Professor Oliver Jones, Professor of Chemistry, RMIT University, Melbourne, Australia, comments:

“While this story will no doubt be seen as evidence of industry wrongdoing, it really needs to be viewed in the context of the broader evidence base on glyphosate.

“Bayer and Monsanto may not be perfect corporate citizens, and ambiguity of authorship is certainly not a great look, but neither of these automatically means the results are actually wrong. Even if everything alleged is true, the retraction of one paper in no way affects the many other papers, government reviews, and even legal cases over the last 30 years that show glyphosate is safe at the doses we are exposed to. Believe it or not, scientists and regulators do not base their decisions entirely on one paper; they take a weight-of-evidence approach before deciding.
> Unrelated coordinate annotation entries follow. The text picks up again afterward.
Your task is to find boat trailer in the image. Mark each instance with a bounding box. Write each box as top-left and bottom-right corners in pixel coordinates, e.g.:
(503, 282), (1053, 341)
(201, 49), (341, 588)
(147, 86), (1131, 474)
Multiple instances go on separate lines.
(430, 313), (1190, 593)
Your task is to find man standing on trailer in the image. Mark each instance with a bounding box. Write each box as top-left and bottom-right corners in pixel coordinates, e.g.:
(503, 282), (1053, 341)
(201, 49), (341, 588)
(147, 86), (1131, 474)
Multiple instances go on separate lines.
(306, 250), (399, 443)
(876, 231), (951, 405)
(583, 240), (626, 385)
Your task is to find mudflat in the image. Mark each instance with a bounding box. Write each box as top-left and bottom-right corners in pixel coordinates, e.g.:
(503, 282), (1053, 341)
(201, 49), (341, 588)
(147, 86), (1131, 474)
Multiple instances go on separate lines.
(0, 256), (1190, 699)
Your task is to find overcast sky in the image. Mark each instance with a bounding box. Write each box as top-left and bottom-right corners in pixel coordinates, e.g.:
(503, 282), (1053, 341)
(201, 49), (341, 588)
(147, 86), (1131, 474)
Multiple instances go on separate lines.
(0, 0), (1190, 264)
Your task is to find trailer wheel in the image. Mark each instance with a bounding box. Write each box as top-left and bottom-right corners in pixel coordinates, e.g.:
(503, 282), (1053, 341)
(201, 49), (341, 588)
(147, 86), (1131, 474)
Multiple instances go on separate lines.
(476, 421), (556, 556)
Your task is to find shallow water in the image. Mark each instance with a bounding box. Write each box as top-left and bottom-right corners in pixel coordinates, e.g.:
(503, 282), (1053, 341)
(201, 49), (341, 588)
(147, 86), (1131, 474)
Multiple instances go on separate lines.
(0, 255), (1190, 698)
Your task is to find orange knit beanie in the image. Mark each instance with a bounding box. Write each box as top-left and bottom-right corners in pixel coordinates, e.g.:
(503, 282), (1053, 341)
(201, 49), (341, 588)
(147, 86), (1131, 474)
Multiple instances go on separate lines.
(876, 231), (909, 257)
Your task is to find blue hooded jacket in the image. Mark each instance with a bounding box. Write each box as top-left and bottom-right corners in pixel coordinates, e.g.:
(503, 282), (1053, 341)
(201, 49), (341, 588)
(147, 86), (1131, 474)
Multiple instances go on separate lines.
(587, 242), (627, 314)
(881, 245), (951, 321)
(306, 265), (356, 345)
“It is often claimed that glyphosate causes non-Hodgkin lymphoma, but this is not a single disease but a catch-all term for approximately 60 different blood cancers that are quite different from each other. It is a little like classifying all voters as Labour voters or non-Labour voters. It is technically correct but misses essential context.

“Much of the safety data on glyphosate is in regulatory submissions as part of the approval process rather than in the scientific literature, but this does not make it any less valid. There have been extensive reviews by regulatory agencies worldwide on this issue, including those of the US, Canada, Japan, Germany, and the European Union, which have all reached the same conclusion. If we think about it, why would regulators approve something they thought was harmful? They, their families, and their friends would be exposed to it as well.

“In short, while clearly disappointing, the retraction of one paper is not the whole glyphosate story.”

Conflict of interest statement: “I have no direct conflict of interest, but I do research environmental contaminants. I have received funding from the Environment Protection Authority Victoria and various water utilities for research on environmental pollution (though never glyphosate).”